BUN (or doughnut): The twists are gathered on top of my head in a ponytail; I then secure a Goody circle comb (long, zig-zagged and flexible with a catch at one end) around the ponytail with a diameter the size of my palm. The ends of the twists are pinned outward from the center. For a fuller looking bun, tie a black cord (about 2 ft long) around the Goody comb before pinning in the twists.
FRENCH TWIST: From the nape, I gather my hair and twist in one direction until I get to the top of my head, securing stray twists with pins as I go. The hair at the front is coaxed (it's not natural for my hair to go that direction) back into the twist, and pinned neatly into the french twist. With a bang in front, it's all done.
PAGE: This requires your hair to be twisted differently throughout your head. In the front, back and sides, your two strand twists should be a bit smaller and tighter than the top of your head where you will need more body. A few hours (or the night) before, pull most of your hair back into a low ponytail (if hair iis short and chic, use those triangular hair barrettes that snap and hair clips). For the ponytail wearers, ensure that the lenght of the ponytail is covered tightly (wrap lenght with silk wrap). In the front, pin the twists down to the sides (this is a good point to ensure that that front part is where you want it). Tie hair with silk, and at showtime, fix hair with your fingers. For different regions of the states, a holding agent (try Aveda's confixur) may be necessary.

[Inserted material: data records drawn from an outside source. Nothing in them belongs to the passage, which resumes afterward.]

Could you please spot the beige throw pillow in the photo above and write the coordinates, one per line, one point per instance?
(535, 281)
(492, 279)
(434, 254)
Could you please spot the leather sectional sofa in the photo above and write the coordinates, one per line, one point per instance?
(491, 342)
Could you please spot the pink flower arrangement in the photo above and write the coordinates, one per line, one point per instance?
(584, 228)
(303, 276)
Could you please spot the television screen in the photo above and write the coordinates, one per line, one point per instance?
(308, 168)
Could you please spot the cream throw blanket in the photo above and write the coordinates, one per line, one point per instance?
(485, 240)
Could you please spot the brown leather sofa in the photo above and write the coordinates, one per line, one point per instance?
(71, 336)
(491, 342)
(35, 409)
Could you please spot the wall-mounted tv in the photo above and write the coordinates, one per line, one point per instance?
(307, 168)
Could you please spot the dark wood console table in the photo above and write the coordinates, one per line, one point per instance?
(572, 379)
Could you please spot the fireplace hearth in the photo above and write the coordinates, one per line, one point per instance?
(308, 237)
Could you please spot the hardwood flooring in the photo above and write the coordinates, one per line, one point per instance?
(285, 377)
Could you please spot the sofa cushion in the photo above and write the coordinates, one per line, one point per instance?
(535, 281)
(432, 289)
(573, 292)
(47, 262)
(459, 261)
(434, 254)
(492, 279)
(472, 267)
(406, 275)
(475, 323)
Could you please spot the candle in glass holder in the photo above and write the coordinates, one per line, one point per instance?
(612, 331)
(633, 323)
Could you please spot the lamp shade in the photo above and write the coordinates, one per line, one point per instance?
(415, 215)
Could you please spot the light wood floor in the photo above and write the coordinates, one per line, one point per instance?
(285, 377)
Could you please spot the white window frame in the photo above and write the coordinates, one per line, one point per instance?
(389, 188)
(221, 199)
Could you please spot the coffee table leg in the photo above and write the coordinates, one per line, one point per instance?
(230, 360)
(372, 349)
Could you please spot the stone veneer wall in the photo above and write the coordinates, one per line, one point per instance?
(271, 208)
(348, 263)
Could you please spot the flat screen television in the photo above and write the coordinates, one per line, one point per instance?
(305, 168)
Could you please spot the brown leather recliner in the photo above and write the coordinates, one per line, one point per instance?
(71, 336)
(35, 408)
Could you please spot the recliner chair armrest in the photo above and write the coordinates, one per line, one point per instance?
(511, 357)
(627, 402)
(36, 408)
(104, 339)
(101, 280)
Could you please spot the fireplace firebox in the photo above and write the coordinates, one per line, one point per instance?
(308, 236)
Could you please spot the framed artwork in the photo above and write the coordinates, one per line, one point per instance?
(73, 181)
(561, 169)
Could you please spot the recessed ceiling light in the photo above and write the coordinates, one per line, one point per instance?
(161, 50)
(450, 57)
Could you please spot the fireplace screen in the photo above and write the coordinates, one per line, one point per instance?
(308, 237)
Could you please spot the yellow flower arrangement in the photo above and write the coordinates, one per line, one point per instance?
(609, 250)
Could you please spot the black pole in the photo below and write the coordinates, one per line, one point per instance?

UNDONE: This is my favorite and most time consuming style. It requires a slightly different twist pattern. When twisting, actually twist the strands before twisting them together. When finished, gel (use a gel that's clear and doesn't smell of alcohol) and let dry. Undo with your fingers and go.
To this day, I have not encountered a hair stlye I've seen in relaxed hair (sans the gravity defying dos) that I could not achieve with my own natural hair, providing I had the lenght it required. At this point, I want to thank my girl Colleen in St. Croix, who helped me get to this stage with my hair during the college dayz. She is a true genius with her hands (and her voice).
DONELLA

I have just started using two new products that I would recommend using on natural hair.
I discovered Carol's Daughter products, I am currently using the Healthy Hair Butter and Khoret Amen Hair Oil.
The products are wonderful and I have noticed a difference in my hair within 2 days of using the products. What I really like about the products is that they are all natural and that's what it's all about keeping it free and natural.